At Tuesday’s Cabinet meeting, the Guyana Sugar Corporation’s (GuySuCo) request for urgent monies was granted which paved the way for workers across the estates to receive their salaries.This publication was told that workers at Uitvlugt and at Wales received their weekly salaries by Wednesday afternoon.
The disbursements for workers at Wales followed a nearly three-hour meeting at that entity on Wednesday morning where workers, in some tense moments, had demanded to know why they weren’t paid up to that point. Many workers had earlier contended that their dwindling finances were affecting their ability to feed and send their children to school and to meet other financial needs. This publication was made aware that the lack of finances during the period also hit the village economy.
It was reported in the media that the industry’s “cash-strapped” status was directly impacting workers. Workers across the industry were turning up at the various estates only to be told that there was no money available to pay them.
Workers still attached at the downsized Wales Sugar Estate had been called to a meeting on Monday, where they were informed of the industry’s financial state. When workers inquired as to when they will be receiving payments, officials at Wales were, at that time, reportedly reluctant to commit to a date but said that as soon as finances are available, the sugar workers would be paid.
On Monday, Prime Minister Moses Nagamootoo along with GuySuCo’s Chairman of the Board of Directors, Clive Thomas and Chief Executive Officer, Errol Hanoman, met to discuss “urgent cash flow relative to wages, salaries and other payments at GuySuCo.”
GuySuCo had revealed that at the high-level meeting, it was agreed on the steps to be taken to ensure the employees are paid for services provided to the Corporation for the past week.

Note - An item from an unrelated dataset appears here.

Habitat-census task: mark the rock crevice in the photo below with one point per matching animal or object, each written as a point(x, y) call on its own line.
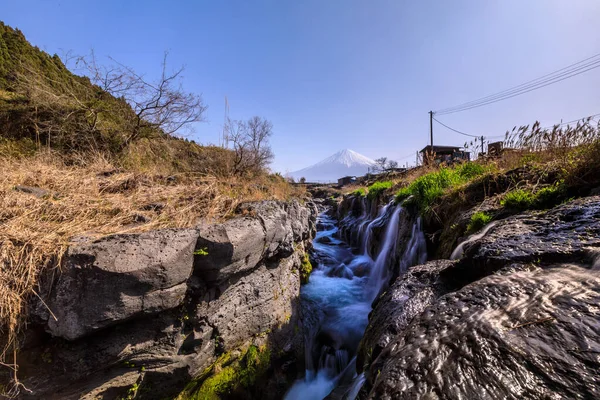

GuySuCo had disclosed that the Chairman and the CEO were “given assurances that the matter is being given the utmost consideration by the Government and the Corporation.”
At present, the Guyana Sugar Corporation employs close to 17,000 people but it has been estimated that its planned downsizing could directly affect the livelihoods of some 10,000 sugar workers and thousands more via their family members and communities that depend on the sugar industry.
Government has long contended that the necessary measures to re-organise sugar must be implemented for it to be sustained and the Wales Estate was the first entity to be closed under the policy decision which was met with much criticism and protests.